Venerdì 27 Aprile presso il palazzo dell’UnAR si è tenuta la conferenza La Religiosità in Abruzzo organizzata dall’Associazione Abruzzese di Roma. Relatore è stato mons.Nicola Giampietro assistente ecclesiastico dell’Associazione stessa. Nato a nato a Raiano (AQ), mons. Giampietro, sacerdote della Diocesidi Sulmona-Valva,

è attualmente Cappellano di Sua Santità Papa Francesco. Dal dicembre 1996 è Officiale della Congregazione per il Culto Divino e la Disciplina dei Sacramenti.

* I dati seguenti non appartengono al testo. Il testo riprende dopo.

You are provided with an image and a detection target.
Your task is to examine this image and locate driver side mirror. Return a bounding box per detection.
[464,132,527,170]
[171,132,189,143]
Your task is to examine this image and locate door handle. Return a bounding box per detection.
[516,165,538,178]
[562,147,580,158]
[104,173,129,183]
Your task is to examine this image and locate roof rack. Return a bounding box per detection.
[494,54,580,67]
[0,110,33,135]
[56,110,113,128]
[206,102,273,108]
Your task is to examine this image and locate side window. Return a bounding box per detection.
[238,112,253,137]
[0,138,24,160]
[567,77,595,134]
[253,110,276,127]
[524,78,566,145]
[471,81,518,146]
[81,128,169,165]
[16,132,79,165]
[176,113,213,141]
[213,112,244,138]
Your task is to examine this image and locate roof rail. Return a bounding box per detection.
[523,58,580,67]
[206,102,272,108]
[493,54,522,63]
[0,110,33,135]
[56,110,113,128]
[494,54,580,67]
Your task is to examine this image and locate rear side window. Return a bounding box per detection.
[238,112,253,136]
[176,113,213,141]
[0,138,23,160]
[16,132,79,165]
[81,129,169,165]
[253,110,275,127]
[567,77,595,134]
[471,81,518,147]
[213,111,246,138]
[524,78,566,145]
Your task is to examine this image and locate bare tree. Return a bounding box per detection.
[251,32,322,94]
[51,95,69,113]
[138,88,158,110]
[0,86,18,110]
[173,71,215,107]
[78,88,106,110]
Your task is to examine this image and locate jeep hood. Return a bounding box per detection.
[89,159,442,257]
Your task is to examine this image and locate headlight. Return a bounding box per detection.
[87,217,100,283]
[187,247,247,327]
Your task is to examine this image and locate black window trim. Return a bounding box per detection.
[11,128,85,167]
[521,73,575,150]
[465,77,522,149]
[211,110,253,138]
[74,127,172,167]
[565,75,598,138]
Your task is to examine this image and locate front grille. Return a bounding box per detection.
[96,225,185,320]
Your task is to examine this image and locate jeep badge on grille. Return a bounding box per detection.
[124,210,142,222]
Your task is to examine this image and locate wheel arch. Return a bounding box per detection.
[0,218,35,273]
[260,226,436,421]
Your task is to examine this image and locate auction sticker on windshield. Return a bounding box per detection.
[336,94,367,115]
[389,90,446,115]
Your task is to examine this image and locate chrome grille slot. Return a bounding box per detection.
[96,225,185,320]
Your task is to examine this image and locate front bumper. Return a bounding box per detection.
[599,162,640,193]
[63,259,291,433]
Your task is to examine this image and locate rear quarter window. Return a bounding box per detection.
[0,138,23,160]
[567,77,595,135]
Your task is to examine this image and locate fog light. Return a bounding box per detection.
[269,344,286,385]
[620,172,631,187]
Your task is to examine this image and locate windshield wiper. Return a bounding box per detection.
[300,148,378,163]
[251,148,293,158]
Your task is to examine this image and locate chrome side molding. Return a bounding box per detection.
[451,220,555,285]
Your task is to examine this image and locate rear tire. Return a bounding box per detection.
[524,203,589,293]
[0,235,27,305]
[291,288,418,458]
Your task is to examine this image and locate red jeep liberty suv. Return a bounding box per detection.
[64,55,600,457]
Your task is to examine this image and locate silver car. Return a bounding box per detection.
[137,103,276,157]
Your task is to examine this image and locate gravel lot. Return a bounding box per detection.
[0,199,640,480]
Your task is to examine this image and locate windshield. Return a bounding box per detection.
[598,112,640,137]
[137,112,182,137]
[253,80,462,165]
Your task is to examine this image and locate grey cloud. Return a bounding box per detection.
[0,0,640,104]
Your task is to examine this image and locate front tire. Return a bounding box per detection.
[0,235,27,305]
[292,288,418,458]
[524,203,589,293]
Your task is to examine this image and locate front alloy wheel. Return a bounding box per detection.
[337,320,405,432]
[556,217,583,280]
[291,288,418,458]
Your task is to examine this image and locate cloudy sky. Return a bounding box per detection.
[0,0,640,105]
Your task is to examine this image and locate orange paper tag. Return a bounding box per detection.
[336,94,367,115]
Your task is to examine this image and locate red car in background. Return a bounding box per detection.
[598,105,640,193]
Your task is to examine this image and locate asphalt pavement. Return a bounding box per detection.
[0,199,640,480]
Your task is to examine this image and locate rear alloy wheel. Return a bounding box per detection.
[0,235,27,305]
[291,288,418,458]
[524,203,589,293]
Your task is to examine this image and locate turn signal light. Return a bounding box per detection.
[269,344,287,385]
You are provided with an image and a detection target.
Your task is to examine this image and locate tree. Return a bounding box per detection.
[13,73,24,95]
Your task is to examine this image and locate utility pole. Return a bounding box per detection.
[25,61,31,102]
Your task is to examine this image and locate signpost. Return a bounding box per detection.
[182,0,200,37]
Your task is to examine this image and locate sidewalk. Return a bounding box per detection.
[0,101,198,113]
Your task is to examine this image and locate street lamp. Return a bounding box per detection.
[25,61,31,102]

E’ noto agli specialisti della liturgia cattolica per vari suoi studi scientifici, pubblicati su riviste specialistiche e tradotti in molte lingue, soprattutto poi il suo corposo saggio sul Cardinale Ferdinando Antonelli e la riforma liturgica post-conciliare. Il Monsignore ha elencato una numerosa schiera di santi, beati e alti religiosi che hanno avuto origini in Abruzzo, a partire dal noto papa del gran rifiuto Celestino V, ma soprattutto ha evidenziato il radicamento nelle tradizioni popolari della religione cattolica. In molte località dell’Appennino abruzzese molti riti che talvolta possono apparire anche come manifestazioni propiziatorie in realtà traggono origine da un profondo senso religioso. Mons. Giampietro ha aggiunto che per valorizzare tali tradizioni sono sorti i tanti cammini abruzzesi tra i quali molto noto è quello del Volto Santo. All'evento condotto dal segretario Giuliano Sciocchetti è intervenuto anche il giornalista Dante Fasciolo.